I did some research and found sugar is as addictive as drugs, but the addiction can be overcome by eating a low carb diet, you may feel some side effects like headaches etc, it would be good if there was diabetic clubs like slimming world and weight watchers to provide support for diabetes, and even cafes and takeaways which supply foods which are good for diabetics, this would help us as the streets are flooded with unhealthy fast food.


----------



## M1k3 (Jan 18, 2020)

Thank you for your reply Susan I do agree about sugar being addictive , I have cravings and shut off common senses to eat sweet things. 
What a great idea your suggestions for clubs and cafes too.
Wife and I are currently discussing my way forward and new diets, exercise etc.


----------



## everydayupsanddowns (Jan 19, 2020)

M1k3 said:


> Thank you for your reply Susan I do agree about sugar being addictive , I have cravings and shut off common senses to eat sweet things.
> What a great idea your suggestions for clubs and cafes too.
> Wife and I are currently discussing my way forward and new diets, exercise etc.

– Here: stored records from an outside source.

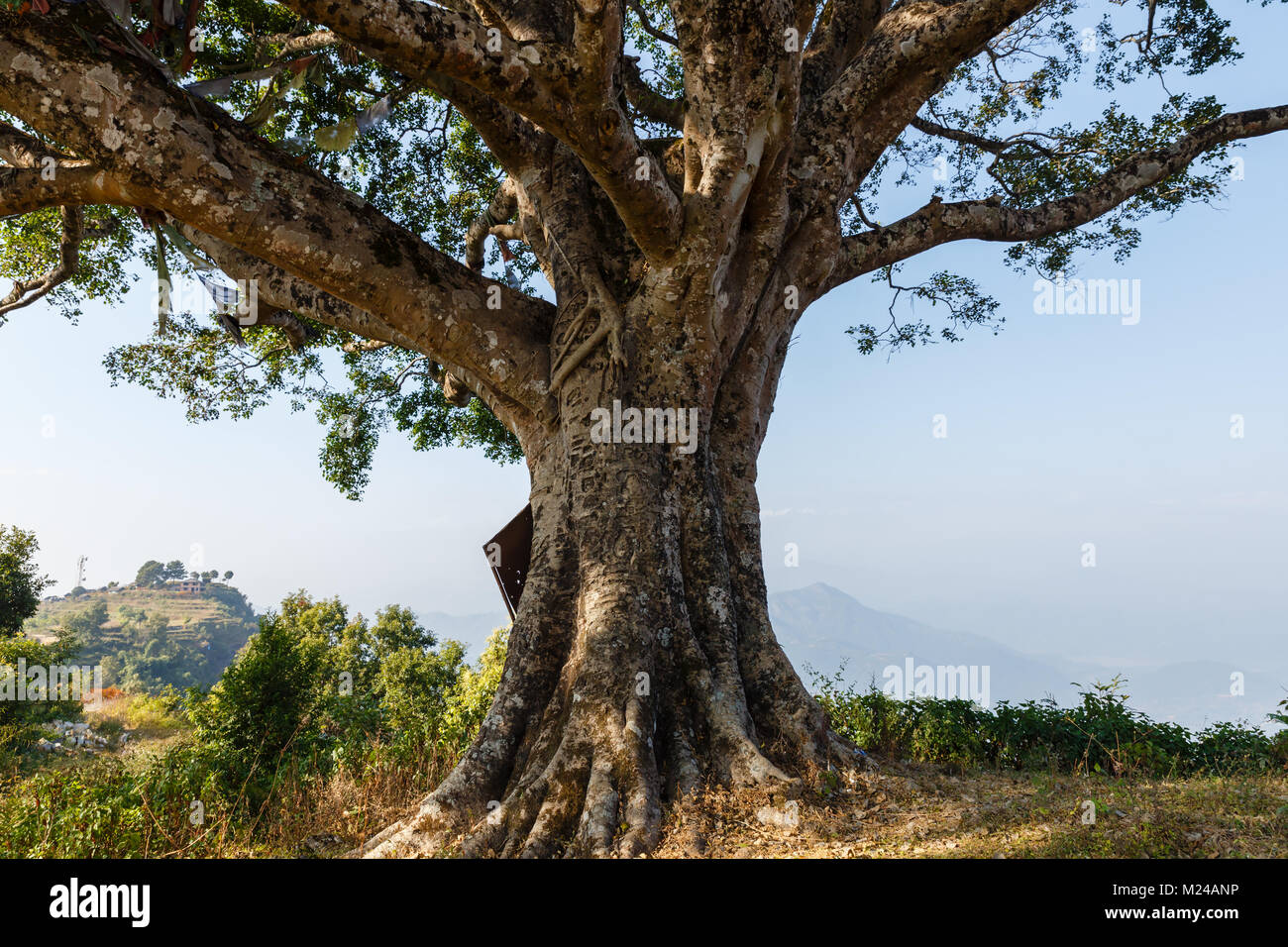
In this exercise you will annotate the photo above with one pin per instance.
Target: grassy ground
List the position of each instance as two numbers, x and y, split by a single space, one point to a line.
921 810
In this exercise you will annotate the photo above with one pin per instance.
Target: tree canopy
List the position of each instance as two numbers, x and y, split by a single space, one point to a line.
413 123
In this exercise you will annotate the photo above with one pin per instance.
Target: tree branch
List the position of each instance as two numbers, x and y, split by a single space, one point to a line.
124 116
25 292
939 223
566 90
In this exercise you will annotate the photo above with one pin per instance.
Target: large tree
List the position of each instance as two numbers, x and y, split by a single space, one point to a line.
682 179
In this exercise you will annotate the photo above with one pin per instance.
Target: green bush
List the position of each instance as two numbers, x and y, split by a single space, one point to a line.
1100 735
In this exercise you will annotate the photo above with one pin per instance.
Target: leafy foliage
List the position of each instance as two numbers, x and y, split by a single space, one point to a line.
21 581
1100 735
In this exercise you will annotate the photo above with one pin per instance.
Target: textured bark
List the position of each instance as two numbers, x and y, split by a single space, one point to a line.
642 660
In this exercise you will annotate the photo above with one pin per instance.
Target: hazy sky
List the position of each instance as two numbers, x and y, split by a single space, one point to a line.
1061 431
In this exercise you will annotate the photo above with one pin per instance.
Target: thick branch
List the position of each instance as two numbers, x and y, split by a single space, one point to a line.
566 91
842 30
939 223
200 166
910 55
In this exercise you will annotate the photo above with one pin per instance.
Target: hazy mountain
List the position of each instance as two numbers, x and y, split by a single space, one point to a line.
822 628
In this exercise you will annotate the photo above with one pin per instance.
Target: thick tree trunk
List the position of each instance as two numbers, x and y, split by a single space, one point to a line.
642 661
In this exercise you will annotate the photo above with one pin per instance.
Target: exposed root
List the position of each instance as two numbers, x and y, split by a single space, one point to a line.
610 322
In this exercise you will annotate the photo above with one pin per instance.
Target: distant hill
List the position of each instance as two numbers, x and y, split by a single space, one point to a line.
822 628
178 634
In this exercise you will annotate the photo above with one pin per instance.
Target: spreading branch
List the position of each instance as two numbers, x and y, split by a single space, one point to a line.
988 219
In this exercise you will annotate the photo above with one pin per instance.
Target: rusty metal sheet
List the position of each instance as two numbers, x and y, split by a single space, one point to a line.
509 554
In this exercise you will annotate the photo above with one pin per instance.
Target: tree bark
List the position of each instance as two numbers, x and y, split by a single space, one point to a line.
642 660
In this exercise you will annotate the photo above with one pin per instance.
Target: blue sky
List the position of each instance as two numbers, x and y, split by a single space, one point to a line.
1061 431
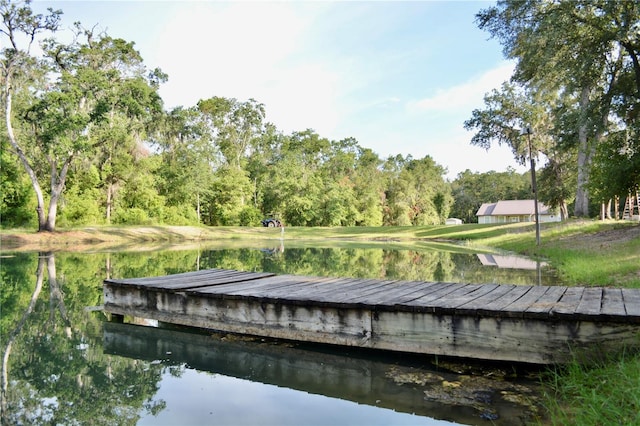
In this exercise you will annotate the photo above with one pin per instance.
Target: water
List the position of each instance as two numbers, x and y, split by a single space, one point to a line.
64 363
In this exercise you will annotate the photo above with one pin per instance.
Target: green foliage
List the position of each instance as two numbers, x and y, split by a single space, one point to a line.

I completely agree about the addictive nature of sweet things (particularly if sweet *and* fatty!)

When I was first in hospital after my diagnosis and the coffee trolley came around I asked the volunteer if I could have a sugar in my coffee (as I always had). She looked a little surprised, a little sad, and then after a pause said “No dear...” with a melancholy apologetic shrug. 

Initially it tasted awful, but very soon I was used to it, and after a handful of months coffee with sugar in began to taste absolutely awful. 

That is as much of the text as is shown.